Simulating Ground-Motion Directivity Using Stochastic Empirical Green's Function Method

First, strong-motion recordings from an M-w 4.4 earthquake with symmetrical rupture were regarded as empirical Green's functions (EGFs) to simulate ground motions produced by the 2013 M-w 6.6 Lushan mainshock using the two-step stochastic EGF method proposed by Kohrs-Sansorny et al. (2005). In this simulation, the source of the Lushan mainshock was set to consist only of an asperity in the vicinity of the hypocenter, which was determined according to the statistical properties of asperity. The good agreement between the simulated ground motions and the observed recordings at short periods (< 2.0 s) validates this method. Furthermore, recordings from an M-w 4.5 earthquake with significant rupture directivity were used as EGFs to simulate ground motions of the Lushan mainshock.
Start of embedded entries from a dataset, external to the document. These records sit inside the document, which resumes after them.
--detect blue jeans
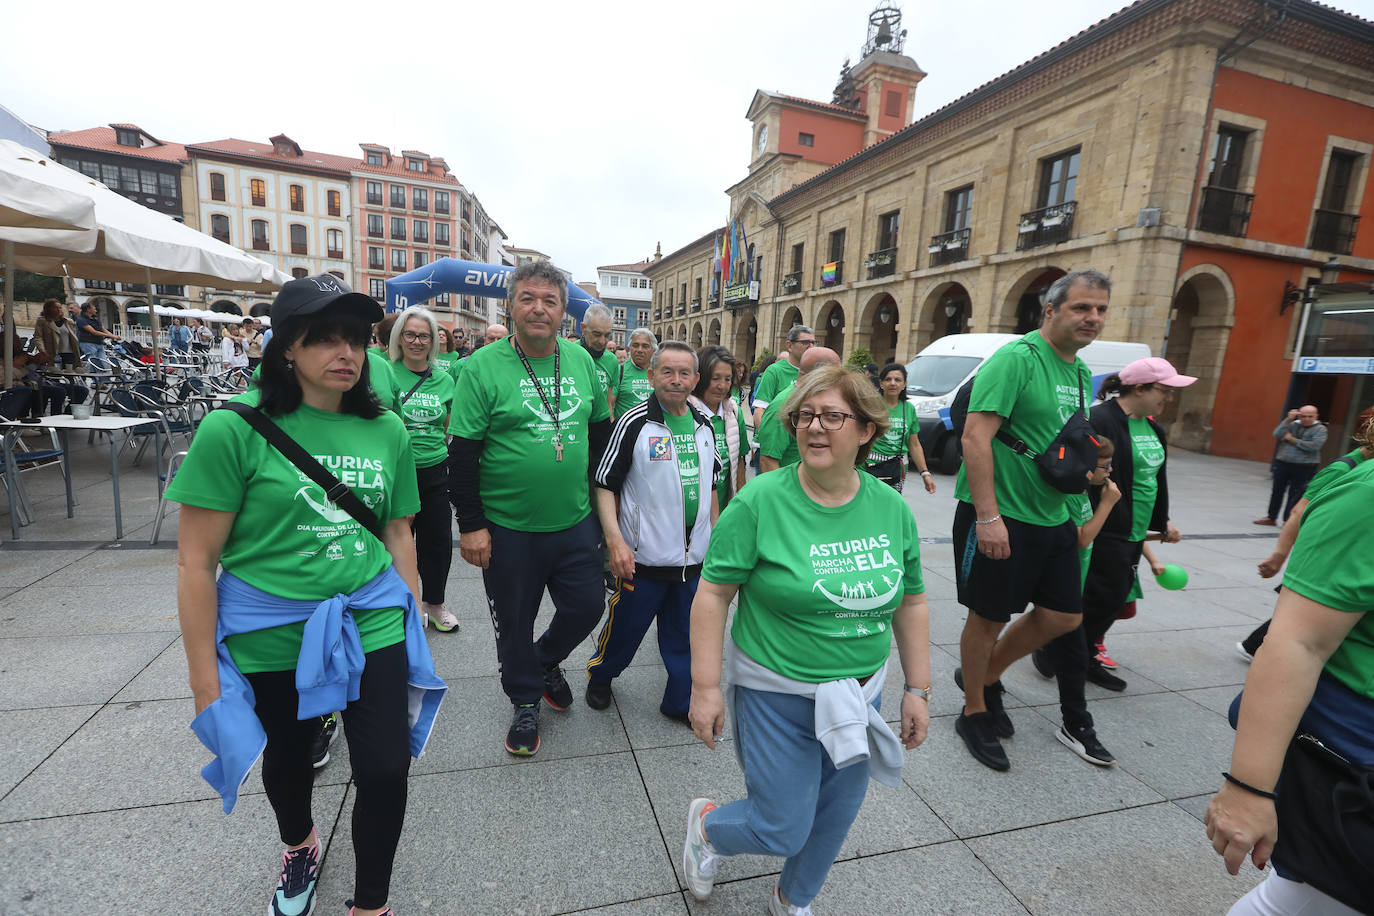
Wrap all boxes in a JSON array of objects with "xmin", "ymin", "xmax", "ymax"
[
  {"xmin": 79, "ymin": 342, "xmax": 108, "ymax": 363},
  {"xmin": 586, "ymin": 575, "xmax": 697, "ymax": 716},
  {"xmin": 704, "ymin": 686, "xmax": 873, "ymax": 907}
]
The rupture directivity mainly exerts significant effects on the simulated short-period ground motions, which result in large discrepancies with the observed recordings. Simulated ground motions are much higher than the observed ones at directive stations, but lower at antidirective stations. More significant effects are observed at directive stations than antidirective stations. Using the azimuthal apparent corner frequency to consider the rupture directivity in the two-step stochastic EGF method, the good reproductions of the observed recordings are obtained at short periods, which indicates that the rupture directivity at short periods can be simulated well. Finally, ground motions from a series of Lushan-like earthquakes assuming various rupture directivities were simulated by adjusting the apparent corner frequency. The simulated ground motions show significant directivity effects. The two-step stochastic EGF method provides an effective approach to predicting ground motions for future earthquakes because far fewer source parameters are required.